LOST The Package March 30, 2010
I began this episode feeling just a little like Sayid: nothing, no anger, no sorrow, losing emotional attachment to this show that I and so many of you have followed for years. Just a handful of episodes before it all ends – could there be anything else I could learn about the characters? Any more stories to tell, that would be as enjoyable as what we’ve already seen, much less that can bring what we’ve watched for a number of years to a satisfying conclusion? Can seven (and now six) episodes explain enough to tie key threads together? Will we find out who or what was in the cabin?
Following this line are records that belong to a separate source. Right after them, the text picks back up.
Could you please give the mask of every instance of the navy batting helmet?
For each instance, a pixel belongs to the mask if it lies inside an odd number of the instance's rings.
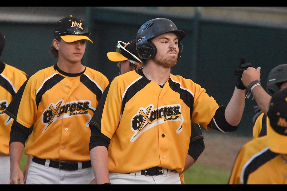
[[[156,48],[150,41],[152,38],[166,33],[173,32],[178,38],[178,55],[180,57],[182,51],[182,45],[180,41],[186,34],[178,30],[172,21],[167,19],[158,18],[149,21],[140,28],[137,34],[137,50],[142,58],[147,59],[153,57],[156,54]]]
[[[287,64],[277,66],[272,69],[268,76],[266,85],[267,93],[271,96],[280,90],[282,84],[287,81]]]

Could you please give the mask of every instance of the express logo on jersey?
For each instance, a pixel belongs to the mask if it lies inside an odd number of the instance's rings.
[[[43,132],[51,124],[57,121],[82,115],[89,116],[89,119],[86,123],[86,126],[88,127],[95,110],[89,100],[79,100],[65,103],[61,100],[56,104],[51,103],[42,115],[42,122],[46,125]]]
[[[176,130],[179,133],[182,130],[183,116],[181,115],[181,108],[179,104],[164,106],[158,108],[153,108],[151,104],[146,108],[141,107],[134,115],[131,121],[132,130],[135,133],[131,139],[133,142],[145,131],[158,124],[170,121],[179,121],[180,124]],[[158,119],[156,123],[153,123]]]
[[[6,115],[6,114],[4,113],[4,111],[6,110],[6,109],[8,106],[8,101],[7,100],[0,100],[0,115]],[[10,123],[13,119],[7,115],[7,119],[4,123],[4,124],[5,125],[8,125]]]

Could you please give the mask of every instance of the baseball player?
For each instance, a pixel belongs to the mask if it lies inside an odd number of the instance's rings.
[[[137,51],[135,39],[126,43],[118,41],[116,47],[116,52],[108,53],[107,55],[110,60],[119,62],[117,66],[120,68],[120,75],[136,70],[143,66]],[[183,172],[195,162],[204,148],[203,136],[200,126],[199,124],[192,123],[191,128],[192,133],[184,169],[179,175],[182,184],[185,184]]]
[[[228,184],[287,184],[287,88],[273,95],[266,135],[253,139],[237,155]]]
[[[6,45],[0,31],[0,57]],[[10,182],[9,141],[13,119],[4,113],[21,86],[27,80],[26,73],[0,61],[0,184]]]
[[[102,74],[81,60],[89,29],[72,16],[56,24],[50,50],[58,61],[32,76],[6,111],[14,121],[10,141],[11,184],[23,184],[19,162],[25,148],[32,155],[26,184],[85,184],[94,178],[88,144],[88,123],[108,84]]]
[[[245,87],[235,87],[225,107],[191,80],[170,73],[185,36],[165,18],[152,19],[139,29],[136,47],[143,67],[112,81],[89,123],[98,184],[181,184],[191,123],[207,130],[237,129]],[[243,64],[242,71],[248,65]]]
[[[271,70],[267,79],[266,90],[271,96],[287,87],[287,64],[277,66]],[[258,106],[254,107],[256,113],[253,118],[253,138],[266,135],[266,118]]]

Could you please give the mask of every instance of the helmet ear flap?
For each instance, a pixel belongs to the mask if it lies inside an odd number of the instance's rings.
[[[178,56],[177,59],[179,58],[179,57],[181,56],[181,52],[182,52],[182,50],[183,49],[183,46],[182,44],[180,42],[178,44]]]
[[[149,59],[156,54],[156,48],[153,44],[147,42],[138,47],[138,52],[142,59]]]

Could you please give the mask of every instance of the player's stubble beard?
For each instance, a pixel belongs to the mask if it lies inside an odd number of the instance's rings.
[[[171,50],[169,51],[167,53],[169,54]],[[175,51],[176,52],[176,50]],[[174,56],[171,56],[169,55],[169,58],[163,55],[158,55],[157,54],[155,56],[154,59],[157,64],[164,67],[169,68],[172,67],[176,65],[177,63],[177,55],[175,55]]]

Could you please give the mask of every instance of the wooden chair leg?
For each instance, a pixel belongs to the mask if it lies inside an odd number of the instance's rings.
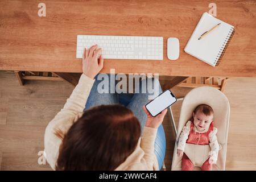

Surely it wasn’t Jacob, since he lives in the statue, and surely it wasn’t the smoke monster, who was kept away by the ash circle. Will we find out how Ben could summon the smoke monster and knew he needed to be judged by it, when the Others now seem to regard it as a dangerous enemy?

This episode helped to mitigate my sense that LOST might, in spite of having a set number of seasons to tell the story, nevertheless manage to end in a manner not entirely unlike a train wreck. There is little time left to bring the story to a conclusion, and I’m not looking for every question to be answered, but I do hope that we will not be left with lots of glaring contradictions. A novelist has the chance to revise earlier parts of the book once she or he has told the whole story. With a TV show, where episodes are aired sequentially, the possibility to go back and revise is not there. And so, if the writers and producers of LOST are able to bring such a complex story to a coherent end, it will be a work of genius, proof that Locke was right – the island is a place where miracles happen.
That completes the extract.